Citer un socialiste à côté de Juncker, c'est plutôt pour montrer qu'en terme de politique en Europe, il ne reste plus que des labels sur une fausse alternance qui en réalité cache une même obsession. J'ai encore du mal à savoir si c'est par stupidité ou s'ils y croient réellement. Par exemple, Michel Sapin, socialiste, me semble sincère, quoiqu'un peu naïf, lorsqu'en 1992, alors ministère des Finances:
« Le traité d’union européenne se traduira par plus de croissance, plus d’emplois, plus de solidarité. » (Michel Sapin, ministre socialiste des finances, Le Figaro, 20.8.92)
Sur la solidarité, on repassera notamment avec l'Article 125 du traité de Lisbonne (ex-article 103 traité de Rome consolidé) dit du « no-bail out » qui interdit l'intervention d'autres états pour le rachat d'obligation (entre autres). Ou alors l'Allemagne qui attaque en justice par deux fois la BCE, l'une pour le programme OMT, l'autre sur le rôle de la BCE sur les questions d'intégration ou de sorties de la zone euro.
Cela me fait penser aux quelques membres plus haut qui souhaitaient la confiscation du pouvoir par une armée d'expert-policiens. À priori, dans cette logique là, quelqu'un qui s'est autant planté, puisque la zone euro a la croissance la plus faible au monde, ne devrait pas se retrouver ministre des Finances 20 plus tard. Surtout lorsque celui-ci oblige le Brésil et l'Argentine a intervenir officiellement pour démentir un mensonge éhonté pour justifier une idéologie morbide: Après l’Argentine, le Brésil dément les propos de Michel Sapin sur la Grèce.
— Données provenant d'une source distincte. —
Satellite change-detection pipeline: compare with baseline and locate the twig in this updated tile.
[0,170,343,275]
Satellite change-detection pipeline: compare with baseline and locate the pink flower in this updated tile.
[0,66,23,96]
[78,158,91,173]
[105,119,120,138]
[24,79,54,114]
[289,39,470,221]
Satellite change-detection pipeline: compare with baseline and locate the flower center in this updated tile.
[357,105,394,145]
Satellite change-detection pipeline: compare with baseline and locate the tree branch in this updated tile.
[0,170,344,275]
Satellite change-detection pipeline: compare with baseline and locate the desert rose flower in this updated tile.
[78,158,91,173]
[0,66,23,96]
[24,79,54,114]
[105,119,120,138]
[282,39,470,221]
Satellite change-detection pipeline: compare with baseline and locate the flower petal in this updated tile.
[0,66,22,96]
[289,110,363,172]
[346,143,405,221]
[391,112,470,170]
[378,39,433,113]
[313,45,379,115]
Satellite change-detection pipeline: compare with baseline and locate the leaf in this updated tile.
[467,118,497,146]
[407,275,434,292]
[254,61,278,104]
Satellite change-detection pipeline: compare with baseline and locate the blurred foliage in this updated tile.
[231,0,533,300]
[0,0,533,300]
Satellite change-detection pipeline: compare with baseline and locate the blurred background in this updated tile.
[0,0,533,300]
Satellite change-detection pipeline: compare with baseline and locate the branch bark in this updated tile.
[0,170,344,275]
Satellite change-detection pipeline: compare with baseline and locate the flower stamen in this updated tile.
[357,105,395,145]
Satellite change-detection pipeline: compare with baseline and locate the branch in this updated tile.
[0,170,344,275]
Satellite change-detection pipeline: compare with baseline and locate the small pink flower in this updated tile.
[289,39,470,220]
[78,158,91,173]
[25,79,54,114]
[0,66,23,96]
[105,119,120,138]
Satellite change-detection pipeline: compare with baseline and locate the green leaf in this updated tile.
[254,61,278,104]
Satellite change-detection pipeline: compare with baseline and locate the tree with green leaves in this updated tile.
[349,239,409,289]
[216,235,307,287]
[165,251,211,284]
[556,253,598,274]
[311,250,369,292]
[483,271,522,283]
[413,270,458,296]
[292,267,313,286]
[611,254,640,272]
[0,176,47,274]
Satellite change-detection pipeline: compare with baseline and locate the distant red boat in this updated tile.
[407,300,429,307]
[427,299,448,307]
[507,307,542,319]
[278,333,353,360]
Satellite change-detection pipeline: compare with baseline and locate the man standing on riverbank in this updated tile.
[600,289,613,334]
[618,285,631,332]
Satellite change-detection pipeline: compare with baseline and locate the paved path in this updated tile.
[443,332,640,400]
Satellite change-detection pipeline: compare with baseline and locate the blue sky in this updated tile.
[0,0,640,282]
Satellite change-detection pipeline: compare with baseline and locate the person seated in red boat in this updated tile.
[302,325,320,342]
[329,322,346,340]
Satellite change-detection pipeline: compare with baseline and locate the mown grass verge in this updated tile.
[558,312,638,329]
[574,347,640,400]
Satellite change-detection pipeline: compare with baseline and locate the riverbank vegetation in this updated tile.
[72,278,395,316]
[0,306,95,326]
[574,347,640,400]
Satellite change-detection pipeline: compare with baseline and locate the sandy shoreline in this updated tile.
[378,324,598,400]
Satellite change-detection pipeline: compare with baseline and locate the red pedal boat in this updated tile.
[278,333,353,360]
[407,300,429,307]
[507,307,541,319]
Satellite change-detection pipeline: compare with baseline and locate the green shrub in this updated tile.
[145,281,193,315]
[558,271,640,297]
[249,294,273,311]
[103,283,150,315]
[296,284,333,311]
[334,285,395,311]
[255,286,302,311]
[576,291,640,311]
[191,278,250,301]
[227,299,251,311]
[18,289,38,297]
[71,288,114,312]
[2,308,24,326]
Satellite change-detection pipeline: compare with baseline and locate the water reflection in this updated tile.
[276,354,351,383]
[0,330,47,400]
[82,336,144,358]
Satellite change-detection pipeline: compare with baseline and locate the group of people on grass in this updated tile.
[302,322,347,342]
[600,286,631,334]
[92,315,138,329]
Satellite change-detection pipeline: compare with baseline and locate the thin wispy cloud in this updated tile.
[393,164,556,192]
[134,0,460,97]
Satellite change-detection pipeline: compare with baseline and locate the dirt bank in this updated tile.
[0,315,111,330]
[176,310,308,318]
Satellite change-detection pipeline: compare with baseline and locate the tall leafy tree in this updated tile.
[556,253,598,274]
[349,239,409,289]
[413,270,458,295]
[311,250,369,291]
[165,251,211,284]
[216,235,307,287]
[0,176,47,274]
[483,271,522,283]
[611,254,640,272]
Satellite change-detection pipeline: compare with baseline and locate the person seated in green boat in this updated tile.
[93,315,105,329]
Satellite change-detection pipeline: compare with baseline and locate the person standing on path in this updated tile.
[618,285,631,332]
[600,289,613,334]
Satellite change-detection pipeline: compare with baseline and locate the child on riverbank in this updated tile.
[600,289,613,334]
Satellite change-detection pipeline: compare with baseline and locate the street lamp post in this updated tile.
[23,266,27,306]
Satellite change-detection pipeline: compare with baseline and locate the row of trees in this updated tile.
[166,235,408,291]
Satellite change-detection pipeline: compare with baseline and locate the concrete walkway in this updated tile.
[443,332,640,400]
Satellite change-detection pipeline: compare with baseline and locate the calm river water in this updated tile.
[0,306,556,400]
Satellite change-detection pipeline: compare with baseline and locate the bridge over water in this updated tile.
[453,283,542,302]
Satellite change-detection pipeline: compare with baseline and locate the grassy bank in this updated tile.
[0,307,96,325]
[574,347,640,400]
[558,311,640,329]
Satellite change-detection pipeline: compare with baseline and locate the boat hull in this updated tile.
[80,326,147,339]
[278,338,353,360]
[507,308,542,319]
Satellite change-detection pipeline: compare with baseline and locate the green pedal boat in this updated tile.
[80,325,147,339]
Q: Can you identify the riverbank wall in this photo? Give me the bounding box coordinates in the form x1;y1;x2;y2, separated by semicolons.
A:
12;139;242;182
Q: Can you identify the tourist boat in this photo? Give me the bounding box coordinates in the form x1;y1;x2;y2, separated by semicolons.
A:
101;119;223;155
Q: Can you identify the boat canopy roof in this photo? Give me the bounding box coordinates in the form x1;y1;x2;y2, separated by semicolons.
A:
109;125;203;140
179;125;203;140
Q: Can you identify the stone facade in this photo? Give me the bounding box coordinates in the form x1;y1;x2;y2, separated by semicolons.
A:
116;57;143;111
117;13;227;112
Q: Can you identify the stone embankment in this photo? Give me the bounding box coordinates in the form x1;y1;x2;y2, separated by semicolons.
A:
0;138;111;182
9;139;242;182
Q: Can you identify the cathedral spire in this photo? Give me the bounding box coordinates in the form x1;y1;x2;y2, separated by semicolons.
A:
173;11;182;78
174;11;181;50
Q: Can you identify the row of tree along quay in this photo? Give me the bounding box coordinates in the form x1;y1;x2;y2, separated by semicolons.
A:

À priori, on savait qu'un paquet de têtes d'affiches des Républicains étaient sous le coup d'affaires judiciaires pas très nettes, mais au moins, ils n'ont pas autant trahis leur idéologie première que les socialistes ces 50 dernières années.
Si l'on veut revenir un peu du côté de la finance, ce sont les démocrates sous Clinton qui suppriment le Glass Steagall Act qui vise une séparation stricte entre les banques commerciales et les banques d'investissement. Cette mesure, instaurée par Roosevelt en 1933 fut la principale réponse apportée à la crise de 1929 et a été enteriné en 1999 après que de toute manière celle-ci ait pû être de plus en plus contourné à cause du libéralisme grandissant.
À côté, Hollande a fait passer une loi sur la « séparation » bancaire qui n'a de séparation que le nom puisqu'elle ne fait qu'obliger, grosso modo, les banques à placer les 1% de leurs actifs les plus toxiques dans une filiale… 1% dans une filiale. Voila.
Fin de diatribe.
EDIT: Je serais ravis d'échanger avec toi sur ton lien. Malheureusement un autre jour.